Flag	Description	When
`--reasoning-parser qwen3`	Split `<think>…</think>` into `reasoning_content`	8B-A1B, 1.2B-Thinking
`--tool-call-parser lfm2`	Surface Pythonic tool calls as `tool_calls`	tool-capable models
`--enable-auto-tool-choice`	Auto-detect tool calls in output	with `--tool-call-parser`
`--max-model-len N`	Cap context (up to 32K; 128K on 8B-A1B)	small GPUs / fixed workload
`--limit-mm-per-prompt '{"image": N}'`	Max images per request	VL models

Modal runs this recipe on cloud GPUs with a single command — no infrastructure to manage.
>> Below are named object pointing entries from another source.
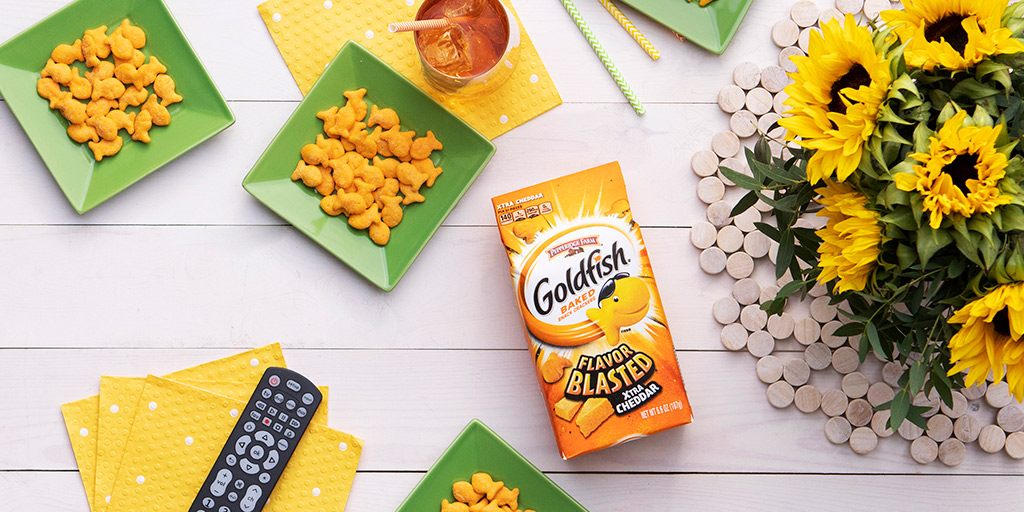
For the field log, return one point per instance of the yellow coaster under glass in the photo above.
(309, 34)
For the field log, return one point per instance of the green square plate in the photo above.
(711, 27)
(479, 449)
(465, 155)
(86, 182)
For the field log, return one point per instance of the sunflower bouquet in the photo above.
(903, 136)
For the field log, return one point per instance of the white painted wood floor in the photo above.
(185, 267)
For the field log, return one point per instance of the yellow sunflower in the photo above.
(990, 338)
(961, 172)
(951, 34)
(835, 97)
(851, 239)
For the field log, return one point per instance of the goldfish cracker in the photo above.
(385, 118)
(82, 133)
(422, 146)
(68, 53)
(105, 147)
(586, 292)
(143, 122)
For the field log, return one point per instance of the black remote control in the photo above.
(260, 444)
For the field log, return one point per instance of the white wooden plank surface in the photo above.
(185, 266)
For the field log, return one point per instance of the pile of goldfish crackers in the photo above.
(109, 87)
(338, 166)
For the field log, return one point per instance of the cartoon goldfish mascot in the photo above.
(623, 302)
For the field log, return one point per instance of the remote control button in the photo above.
(242, 444)
(264, 437)
(271, 460)
(252, 496)
(249, 467)
(220, 482)
(256, 453)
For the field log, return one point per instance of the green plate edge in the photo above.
(711, 27)
(479, 449)
(85, 182)
(271, 183)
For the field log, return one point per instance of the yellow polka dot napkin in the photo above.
(309, 34)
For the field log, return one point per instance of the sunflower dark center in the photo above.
(856, 77)
(1001, 322)
(948, 28)
(963, 169)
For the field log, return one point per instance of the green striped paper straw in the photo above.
(608, 65)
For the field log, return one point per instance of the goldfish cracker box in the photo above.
(595, 323)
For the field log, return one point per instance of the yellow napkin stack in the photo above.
(146, 444)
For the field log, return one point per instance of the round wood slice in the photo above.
(991, 438)
(1011, 418)
(845, 360)
(769, 369)
(952, 452)
(958, 408)
(807, 331)
(808, 398)
(713, 260)
(1015, 445)
(711, 189)
(863, 440)
(780, 394)
(774, 79)
(967, 428)
(817, 355)
(731, 98)
(924, 450)
(756, 244)
(718, 213)
(879, 393)
(747, 76)
(745, 291)
(997, 395)
(705, 163)
(880, 424)
(784, 33)
(733, 337)
(725, 143)
(743, 124)
(759, 101)
(838, 430)
(704, 235)
(834, 402)
(754, 318)
(805, 13)
(797, 372)
(940, 427)
(730, 239)
(780, 326)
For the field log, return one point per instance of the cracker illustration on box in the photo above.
(591, 309)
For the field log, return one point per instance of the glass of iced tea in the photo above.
(475, 53)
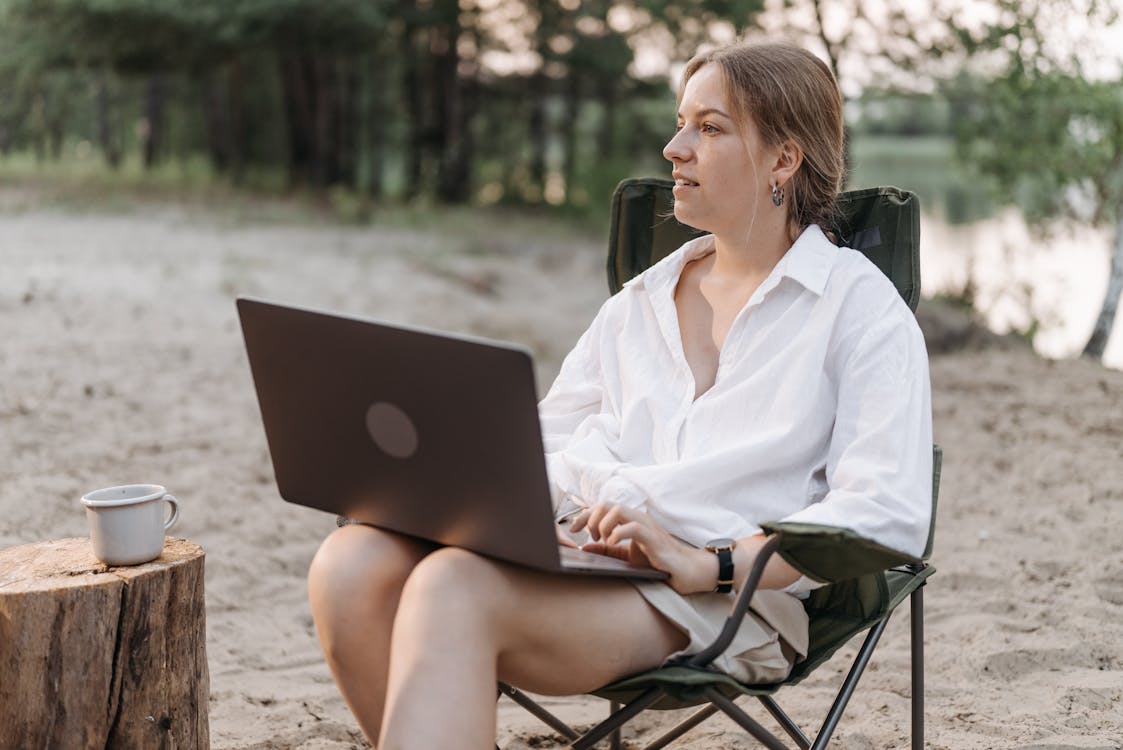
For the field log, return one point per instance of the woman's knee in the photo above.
(454, 582)
(359, 565)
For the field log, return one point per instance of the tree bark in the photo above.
(154, 103)
(1102, 330)
(107, 134)
(98, 657)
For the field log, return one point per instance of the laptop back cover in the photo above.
(423, 433)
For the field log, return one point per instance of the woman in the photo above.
(758, 373)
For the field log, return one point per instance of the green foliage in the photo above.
(1049, 136)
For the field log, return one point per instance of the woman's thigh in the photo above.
(361, 567)
(554, 633)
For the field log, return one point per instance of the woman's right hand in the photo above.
(564, 538)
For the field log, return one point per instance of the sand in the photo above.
(121, 362)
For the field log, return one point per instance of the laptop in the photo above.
(421, 432)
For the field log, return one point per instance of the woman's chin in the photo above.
(683, 215)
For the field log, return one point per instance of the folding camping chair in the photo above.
(867, 581)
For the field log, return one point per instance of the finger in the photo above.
(564, 540)
(578, 521)
(595, 519)
(601, 548)
(615, 517)
(632, 530)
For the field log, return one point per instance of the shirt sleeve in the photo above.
(573, 403)
(879, 462)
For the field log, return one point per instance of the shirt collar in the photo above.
(807, 262)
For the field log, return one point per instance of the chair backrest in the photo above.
(882, 222)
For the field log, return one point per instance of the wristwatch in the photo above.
(723, 548)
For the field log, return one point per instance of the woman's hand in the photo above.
(564, 538)
(633, 536)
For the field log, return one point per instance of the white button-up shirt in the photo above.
(820, 412)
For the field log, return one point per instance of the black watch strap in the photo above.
(724, 569)
(723, 548)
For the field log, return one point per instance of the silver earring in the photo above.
(777, 194)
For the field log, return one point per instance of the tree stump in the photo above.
(102, 657)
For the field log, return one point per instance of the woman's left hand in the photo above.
(612, 527)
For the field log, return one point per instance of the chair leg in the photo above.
(916, 615)
(614, 741)
(848, 685)
(545, 715)
(785, 721)
(746, 721)
(617, 720)
(682, 728)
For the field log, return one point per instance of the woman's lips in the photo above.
(683, 185)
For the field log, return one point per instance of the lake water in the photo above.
(1059, 280)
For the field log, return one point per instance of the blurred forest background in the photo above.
(975, 104)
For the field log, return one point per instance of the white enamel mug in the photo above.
(127, 523)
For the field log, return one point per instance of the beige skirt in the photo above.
(773, 636)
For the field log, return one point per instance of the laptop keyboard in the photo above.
(578, 558)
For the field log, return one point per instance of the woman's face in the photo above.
(721, 167)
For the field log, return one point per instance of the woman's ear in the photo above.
(788, 159)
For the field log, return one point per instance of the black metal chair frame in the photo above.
(896, 221)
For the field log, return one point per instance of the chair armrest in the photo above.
(832, 554)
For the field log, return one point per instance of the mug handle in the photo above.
(175, 511)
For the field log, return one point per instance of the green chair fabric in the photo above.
(865, 585)
(882, 222)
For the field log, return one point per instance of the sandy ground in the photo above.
(121, 362)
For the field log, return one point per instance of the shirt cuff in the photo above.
(620, 491)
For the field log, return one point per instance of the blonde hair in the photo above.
(790, 94)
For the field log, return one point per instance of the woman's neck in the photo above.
(751, 256)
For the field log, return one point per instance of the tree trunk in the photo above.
(376, 112)
(454, 165)
(569, 133)
(606, 139)
(217, 119)
(414, 107)
(96, 657)
(1102, 330)
(107, 134)
(539, 131)
(154, 103)
(300, 118)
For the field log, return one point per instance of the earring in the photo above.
(777, 194)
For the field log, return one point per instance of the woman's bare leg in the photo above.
(465, 621)
(354, 585)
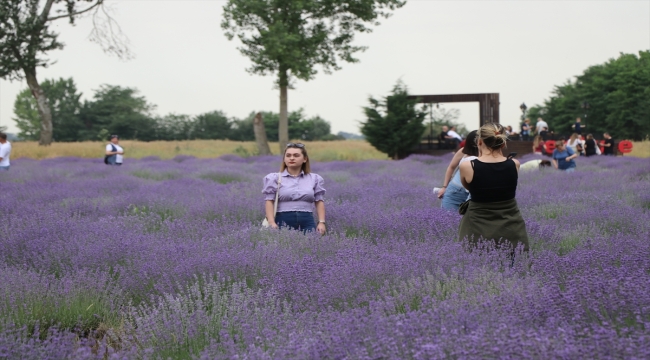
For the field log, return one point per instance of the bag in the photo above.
(265, 222)
(463, 207)
(106, 157)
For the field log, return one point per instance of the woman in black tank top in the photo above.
(491, 179)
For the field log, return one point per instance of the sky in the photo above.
(520, 49)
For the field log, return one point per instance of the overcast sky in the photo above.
(521, 49)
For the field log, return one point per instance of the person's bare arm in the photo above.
(453, 164)
(466, 173)
(320, 213)
(268, 209)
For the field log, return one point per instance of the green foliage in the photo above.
(64, 101)
(24, 38)
(121, 111)
(300, 127)
(212, 125)
(394, 126)
(174, 127)
(291, 37)
(618, 93)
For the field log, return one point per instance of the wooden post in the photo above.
(260, 135)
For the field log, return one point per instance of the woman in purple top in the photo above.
(300, 192)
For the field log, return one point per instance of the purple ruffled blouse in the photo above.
(296, 193)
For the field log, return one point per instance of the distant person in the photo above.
(577, 126)
(5, 152)
(576, 144)
(563, 157)
(591, 147)
(300, 192)
(544, 134)
(534, 165)
(452, 192)
(608, 146)
(525, 130)
(114, 152)
(539, 147)
(511, 133)
(453, 137)
(492, 212)
(541, 124)
(442, 138)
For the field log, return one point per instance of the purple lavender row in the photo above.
(165, 259)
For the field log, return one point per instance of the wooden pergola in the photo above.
(488, 103)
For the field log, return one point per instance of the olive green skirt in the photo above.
(500, 221)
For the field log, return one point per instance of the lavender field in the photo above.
(165, 259)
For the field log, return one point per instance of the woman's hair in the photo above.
(493, 135)
(470, 147)
(305, 167)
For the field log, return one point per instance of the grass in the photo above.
(81, 311)
(346, 150)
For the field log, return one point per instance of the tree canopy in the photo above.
(26, 39)
(618, 95)
(289, 38)
(395, 125)
(64, 100)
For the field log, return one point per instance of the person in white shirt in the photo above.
(114, 152)
(5, 152)
(541, 124)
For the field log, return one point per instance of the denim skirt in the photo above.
(297, 220)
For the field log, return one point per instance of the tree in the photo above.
(212, 125)
(64, 101)
(25, 38)
(618, 94)
(120, 111)
(289, 38)
(395, 125)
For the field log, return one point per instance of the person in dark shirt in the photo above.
(608, 146)
(492, 213)
(578, 126)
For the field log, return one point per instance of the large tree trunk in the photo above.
(260, 135)
(43, 107)
(283, 125)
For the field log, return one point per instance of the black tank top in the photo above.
(493, 181)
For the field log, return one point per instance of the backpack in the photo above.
(113, 149)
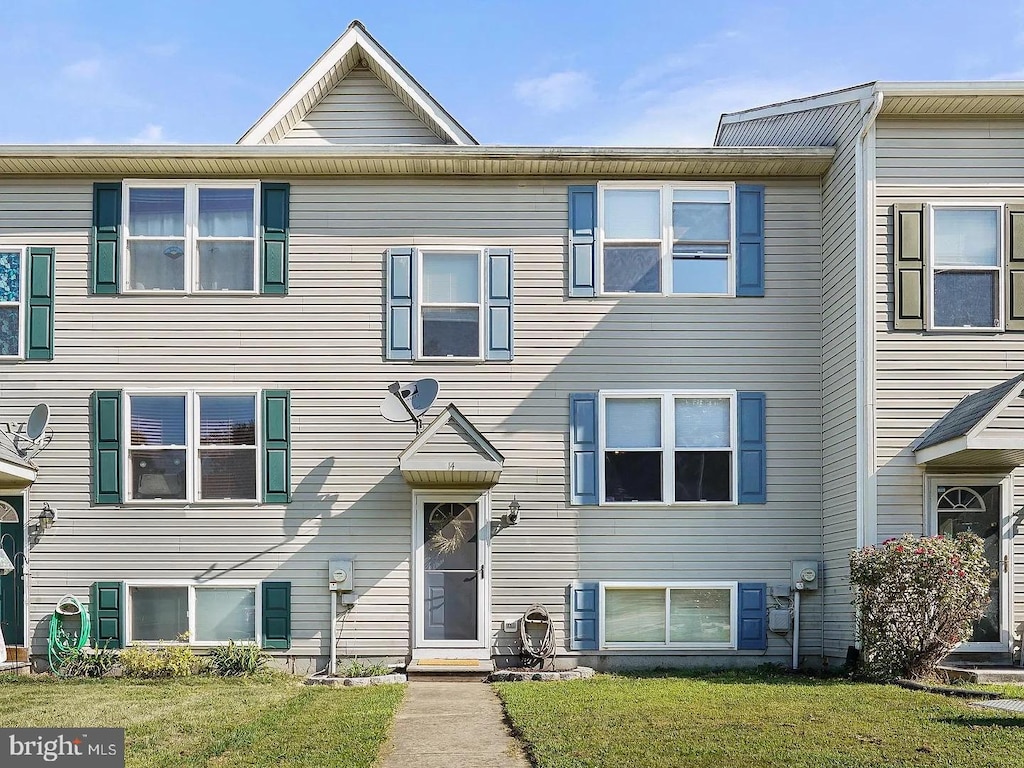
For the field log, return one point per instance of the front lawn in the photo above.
(754, 720)
(198, 721)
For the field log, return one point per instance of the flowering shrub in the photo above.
(916, 600)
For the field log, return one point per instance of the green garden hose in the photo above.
(62, 644)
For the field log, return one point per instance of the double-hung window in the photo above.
(967, 266)
(207, 613)
(667, 239)
(193, 445)
(190, 237)
(668, 448)
(11, 302)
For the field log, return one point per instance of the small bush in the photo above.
(918, 599)
(355, 668)
(238, 659)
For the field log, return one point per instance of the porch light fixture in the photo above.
(513, 515)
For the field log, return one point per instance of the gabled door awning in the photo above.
(984, 430)
(451, 453)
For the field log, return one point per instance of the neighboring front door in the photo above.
(977, 507)
(451, 583)
(12, 585)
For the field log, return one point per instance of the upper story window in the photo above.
(190, 237)
(192, 446)
(667, 239)
(11, 302)
(967, 267)
(668, 448)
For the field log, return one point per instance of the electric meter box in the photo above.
(341, 574)
(806, 574)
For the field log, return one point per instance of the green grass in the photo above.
(273, 721)
(754, 720)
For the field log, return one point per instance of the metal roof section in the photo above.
(961, 438)
(205, 161)
(354, 46)
(463, 459)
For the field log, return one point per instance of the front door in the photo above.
(977, 507)
(12, 585)
(451, 584)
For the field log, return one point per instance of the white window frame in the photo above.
(480, 305)
(20, 303)
(733, 588)
(192, 586)
(667, 241)
(192, 446)
(668, 398)
(190, 237)
(999, 268)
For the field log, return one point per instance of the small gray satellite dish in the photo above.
(409, 401)
(39, 419)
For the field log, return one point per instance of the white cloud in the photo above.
(151, 134)
(556, 92)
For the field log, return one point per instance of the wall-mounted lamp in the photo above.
(513, 516)
(46, 517)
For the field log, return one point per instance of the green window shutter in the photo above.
(39, 328)
(276, 605)
(273, 228)
(276, 446)
(909, 254)
(108, 484)
(103, 265)
(499, 310)
(1015, 267)
(107, 614)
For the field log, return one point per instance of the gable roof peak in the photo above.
(354, 46)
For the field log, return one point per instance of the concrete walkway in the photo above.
(452, 725)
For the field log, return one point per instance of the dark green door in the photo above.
(11, 585)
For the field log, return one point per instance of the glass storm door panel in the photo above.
(451, 571)
(976, 509)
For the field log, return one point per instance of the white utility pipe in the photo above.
(796, 629)
(334, 634)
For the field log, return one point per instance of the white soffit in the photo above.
(331, 69)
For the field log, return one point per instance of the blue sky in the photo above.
(637, 73)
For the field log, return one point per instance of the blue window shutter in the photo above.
(104, 262)
(750, 240)
(499, 310)
(273, 227)
(107, 614)
(108, 482)
(276, 605)
(583, 230)
(583, 615)
(753, 617)
(400, 320)
(583, 448)
(39, 313)
(753, 454)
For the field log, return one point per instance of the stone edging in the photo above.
(509, 676)
(339, 682)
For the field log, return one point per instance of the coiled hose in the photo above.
(61, 644)
(537, 614)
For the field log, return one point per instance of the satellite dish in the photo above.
(410, 401)
(39, 419)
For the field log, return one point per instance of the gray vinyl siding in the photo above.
(324, 343)
(837, 126)
(360, 110)
(920, 375)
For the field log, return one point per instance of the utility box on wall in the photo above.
(341, 574)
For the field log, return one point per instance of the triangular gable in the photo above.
(451, 452)
(354, 51)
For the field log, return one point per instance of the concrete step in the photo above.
(982, 673)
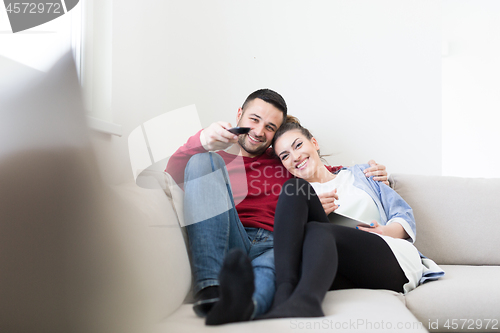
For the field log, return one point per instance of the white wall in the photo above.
(471, 88)
(364, 76)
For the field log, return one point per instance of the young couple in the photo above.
(232, 207)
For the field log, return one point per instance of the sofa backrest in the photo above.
(458, 219)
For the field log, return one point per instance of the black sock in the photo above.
(236, 289)
(205, 300)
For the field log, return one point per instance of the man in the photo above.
(229, 203)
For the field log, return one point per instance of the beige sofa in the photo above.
(77, 255)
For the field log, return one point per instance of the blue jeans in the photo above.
(213, 228)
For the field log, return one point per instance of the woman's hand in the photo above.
(328, 201)
(374, 227)
(378, 172)
(394, 230)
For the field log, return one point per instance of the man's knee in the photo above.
(266, 260)
(203, 164)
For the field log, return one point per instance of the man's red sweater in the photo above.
(256, 182)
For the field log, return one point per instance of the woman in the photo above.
(312, 255)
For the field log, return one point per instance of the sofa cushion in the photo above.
(465, 293)
(354, 310)
(169, 272)
(458, 219)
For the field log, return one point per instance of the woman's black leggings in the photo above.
(313, 256)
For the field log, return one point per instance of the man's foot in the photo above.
(205, 300)
(283, 292)
(236, 289)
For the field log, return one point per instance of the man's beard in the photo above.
(258, 151)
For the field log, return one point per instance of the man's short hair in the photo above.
(268, 96)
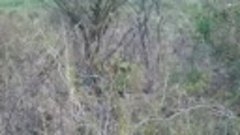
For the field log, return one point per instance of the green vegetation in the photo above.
(119, 67)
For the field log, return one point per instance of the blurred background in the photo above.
(119, 67)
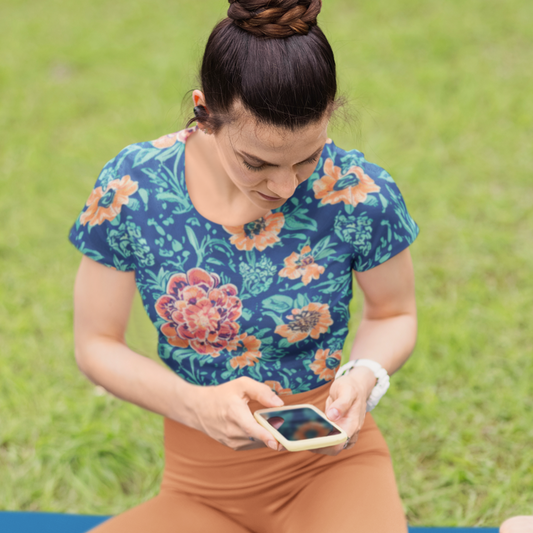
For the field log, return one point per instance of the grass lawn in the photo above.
(441, 97)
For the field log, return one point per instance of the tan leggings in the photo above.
(209, 487)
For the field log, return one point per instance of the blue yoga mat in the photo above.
(12, 522)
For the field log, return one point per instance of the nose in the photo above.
(284, 186)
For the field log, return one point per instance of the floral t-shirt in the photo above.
(268, 299)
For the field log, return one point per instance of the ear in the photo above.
(198, 98)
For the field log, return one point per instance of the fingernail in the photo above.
(333, 414)
(276, 400)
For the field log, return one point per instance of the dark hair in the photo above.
(271, 56)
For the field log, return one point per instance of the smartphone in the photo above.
(300, 427)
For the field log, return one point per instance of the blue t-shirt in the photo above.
(268, 299)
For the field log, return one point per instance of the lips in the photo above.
(269, 198)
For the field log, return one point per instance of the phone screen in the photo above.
(300, 424)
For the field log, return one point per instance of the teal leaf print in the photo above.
(279, 303)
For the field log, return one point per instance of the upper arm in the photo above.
(389, 289)
(102, 302)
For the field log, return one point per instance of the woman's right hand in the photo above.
(222, 413)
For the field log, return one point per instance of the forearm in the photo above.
(135, 378)
(389, 341)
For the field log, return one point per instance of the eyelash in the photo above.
(257, 169)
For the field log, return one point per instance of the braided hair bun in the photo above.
(275, 19)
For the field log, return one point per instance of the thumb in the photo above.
(262, 393)
(340, 402)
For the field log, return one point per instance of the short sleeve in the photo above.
(379, 226)
(103, 231)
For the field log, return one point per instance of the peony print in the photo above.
(258, 234)
(311, 320)
(200, 313)
(301, 265)
(251, 355)
(351, 188)
(106, 205)
(325, 365)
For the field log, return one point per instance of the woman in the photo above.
(241, 235)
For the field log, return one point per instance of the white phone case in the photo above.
(304, 444)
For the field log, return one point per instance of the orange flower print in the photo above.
(200, 313)
(351, 188)
(313, 319)
(106, 205)
(258, 234)
(311, 430)
(325, 365)
(301, 265)
(250, 356)
(277, 388)
(166, 141)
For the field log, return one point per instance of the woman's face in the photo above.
(267, 163)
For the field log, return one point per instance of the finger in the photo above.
(251, 428)
(261, 393)
(341, 404)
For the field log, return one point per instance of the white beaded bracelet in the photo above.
(383, 380)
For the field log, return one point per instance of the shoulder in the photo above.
(150, 154)
(346, 179)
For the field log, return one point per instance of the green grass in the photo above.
(441, 95)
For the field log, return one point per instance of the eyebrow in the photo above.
(261, 162)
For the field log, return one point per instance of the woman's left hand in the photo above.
(346, 405)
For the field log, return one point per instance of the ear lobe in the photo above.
(198, 98)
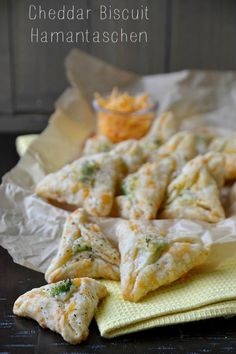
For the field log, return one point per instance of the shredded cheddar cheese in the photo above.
(120, 121)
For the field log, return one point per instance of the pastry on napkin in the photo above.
(83, 252)
(194, 194)
(88, 182)
(144, 190)
(66, 307)
(151, 258)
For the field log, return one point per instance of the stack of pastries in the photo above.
(168, 174)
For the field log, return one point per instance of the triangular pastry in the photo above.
(88, 182)
(144, 190)
(194, 194)
(83, 252)
(66, 307)
(227, 146)
(151, 258)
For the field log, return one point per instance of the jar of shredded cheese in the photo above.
(121, 116)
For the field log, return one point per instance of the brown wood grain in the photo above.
(6, 99)
(144, 58)
(203, 35)
(39, 68)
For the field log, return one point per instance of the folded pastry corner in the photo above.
(88, 182)
(66, 307)
(194, 194)
(151, 258)
(144, 190)
(83, 251)
(227, 146)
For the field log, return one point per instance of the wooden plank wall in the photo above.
(182, 34)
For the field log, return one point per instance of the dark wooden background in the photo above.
(182, 34)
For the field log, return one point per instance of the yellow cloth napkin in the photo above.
(196, 297)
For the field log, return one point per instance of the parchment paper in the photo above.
(30, 228)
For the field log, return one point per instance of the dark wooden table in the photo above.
(25, 336)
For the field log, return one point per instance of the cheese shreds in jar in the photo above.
(121, 116)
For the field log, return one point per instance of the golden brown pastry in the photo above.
(193, 194)
(151, 258)
(88, 182)
(227, 146)
(66, 307)
(83, 252)
(144, 190)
The deployment script is lfm25-modal.py in this directory: it serves an LFM2.5 model with vLLM behind an OpenAI-compatible endpoint, with the model and GPU selectable via environment variables.

Deploy¶

pip install modal
modal setup                  # one-time: authenticate with Modal
modal deploy lfm25-modal.py  # serves LiquidAI/LFM2.5-1.2B-Instruct on an L4 by default

Test¶

modal run lfm25-modal.py

Pick a model / GPU¶

MODEL=LiquidAI/LFM2.5-8B-A1B GPU=H100 modal run lfm25-modal.py

LFM2.5's small footprint means even a budget GPU is plenty — the 1.2B dense checkpoint runs across NVIDIA T4, L4, A10G, L40S, A100 (40/80 GB), H100, H200, and B200; the 8B-A1B MoE and the VL models run on H100, H200, and B200. Size up to a 24 GB+ GPU (L4 / A10G or larger) for the 8B-A1B MoE, which keeps all ~8B of experts resident in VRAM.